Homes in the Borders and East Lothian recorded the highest increases in the average selling price, up 16.2% and 15.4% YOY respectively, followed by properties in West Fife & Kinross up 8.8% and Midlothian up 7.9%. Edinburgh properties saw a 3% YOY rise in the average selling price to £283,453.
Properties in Edinburgh, the Lothians, Fife and the Borders achieved on average 103.6% of Home Report valuation compared to 103.2% last year, with as many as 83.6% of homes in these areas sold for at least Home Report valuation, an increase from 77.7% on last year.
The median selling time of properties in Edinburgh, the Lothians, Fife and the Borders remained unchanged on last year at 21 days. The greatest reduction in selling time saw properties in West Fife & Kinross, from 27 days last year to 21. In Edinburgh, the selling time was 19 days, same as last year.
Top selling property types
Three bedroom houses in Dunfermline, followed by two bedroom flats in Leith and one bedroom flats in Leith, were top selling properties in terms of volume between July and September. Those areas also experienced the highest number of new homes coming to market during this period.
The last three months have also seen a 221.1% YOY increase in viewing requests that can be partially attributed to the change in approach to viewings. Home Report downloads were also up by 60.9%, as well as valuation requests, up 89.9%.
Paul Hilton, CEO of ESPC, said: “It’s been three months since restrictions were relaxed on the Scottish property market, and it’s fair to say activity has surged during that time. There has been a significant uplift in the number of homes coming to market while ESPC agents have reported being exceptionally busy with enquiries from buyers and sellers.
“Properties are selling well, with the average selling price up compared to last year and the first quarter of 2020. The increases in average selling price are particularly notable in the Scottish Borders and East Lothian.
“The sales volume over the last quarter is down compared to last year. However, that appears to be to do with the sales and mortgage process taking longer than usual due to high volumes, as we are seeing an increase in the number of homes placed under offer year-on-year.

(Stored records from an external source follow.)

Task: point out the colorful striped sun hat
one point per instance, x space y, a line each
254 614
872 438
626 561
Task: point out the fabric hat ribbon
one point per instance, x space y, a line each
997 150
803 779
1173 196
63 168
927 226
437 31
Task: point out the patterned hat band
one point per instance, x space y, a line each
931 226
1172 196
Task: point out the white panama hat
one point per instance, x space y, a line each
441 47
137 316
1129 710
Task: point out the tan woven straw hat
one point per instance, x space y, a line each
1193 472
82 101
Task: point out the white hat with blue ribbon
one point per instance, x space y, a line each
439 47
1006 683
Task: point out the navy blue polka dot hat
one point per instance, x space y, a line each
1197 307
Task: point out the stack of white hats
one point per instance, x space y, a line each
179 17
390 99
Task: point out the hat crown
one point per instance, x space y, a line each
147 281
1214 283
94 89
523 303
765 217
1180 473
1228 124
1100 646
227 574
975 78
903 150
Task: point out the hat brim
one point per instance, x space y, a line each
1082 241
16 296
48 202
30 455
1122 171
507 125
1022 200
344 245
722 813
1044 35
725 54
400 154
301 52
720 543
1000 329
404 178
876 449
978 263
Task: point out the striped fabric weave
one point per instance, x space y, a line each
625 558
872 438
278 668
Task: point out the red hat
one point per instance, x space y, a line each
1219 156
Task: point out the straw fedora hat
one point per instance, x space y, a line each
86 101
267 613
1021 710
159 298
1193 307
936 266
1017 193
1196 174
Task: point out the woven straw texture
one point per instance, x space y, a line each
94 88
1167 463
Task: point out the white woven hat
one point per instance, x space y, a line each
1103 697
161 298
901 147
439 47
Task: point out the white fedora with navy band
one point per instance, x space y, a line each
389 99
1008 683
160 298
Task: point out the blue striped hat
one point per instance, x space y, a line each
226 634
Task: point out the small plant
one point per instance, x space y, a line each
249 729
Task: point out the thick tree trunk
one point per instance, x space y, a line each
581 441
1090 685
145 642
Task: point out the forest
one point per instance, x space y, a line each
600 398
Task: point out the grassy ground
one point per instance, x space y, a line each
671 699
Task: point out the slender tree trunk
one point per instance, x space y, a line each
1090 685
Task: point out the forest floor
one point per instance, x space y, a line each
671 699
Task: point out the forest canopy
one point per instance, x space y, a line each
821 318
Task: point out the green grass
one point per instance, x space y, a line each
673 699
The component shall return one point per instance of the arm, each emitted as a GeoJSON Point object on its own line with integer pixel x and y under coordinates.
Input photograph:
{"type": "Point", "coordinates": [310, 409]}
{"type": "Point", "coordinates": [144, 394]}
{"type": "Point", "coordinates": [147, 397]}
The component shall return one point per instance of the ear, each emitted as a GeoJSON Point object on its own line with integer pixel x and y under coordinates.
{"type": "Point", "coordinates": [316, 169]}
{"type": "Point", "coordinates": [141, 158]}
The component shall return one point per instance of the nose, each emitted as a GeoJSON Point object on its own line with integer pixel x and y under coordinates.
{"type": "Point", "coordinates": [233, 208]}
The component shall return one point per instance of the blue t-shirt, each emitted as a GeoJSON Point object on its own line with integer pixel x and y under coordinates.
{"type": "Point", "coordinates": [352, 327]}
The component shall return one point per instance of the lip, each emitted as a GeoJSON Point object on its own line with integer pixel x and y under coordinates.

“Some of the online figures we monitor to gauge buyer and seller engagement are still significantly up compared to last year, which suggests that strong interest in buying and selling remains.
“October brings the end of the furlough scheme and the First Home Fund is also closing to applications for this year, although it will be reopened next year. The First Home Fund has been useful for many first time buyers who might have struggled to save enough for the higher deposits currently required by lenders. This could therefore impact the demand levels for property, resulting in a drop in activity.
“However, based on the high levels of activity we have seen in recent months and what’s happened in the past, the Edinburgh and wider Scottish property market appears in a relatively stable position to tackle the economic uncertainties of the next quarter.”
Please note that above data comes from ESPC’s first House Price Report since March, and due to delays in the mortgage and sales processes, the report does not include house price data on all individual property types at this time.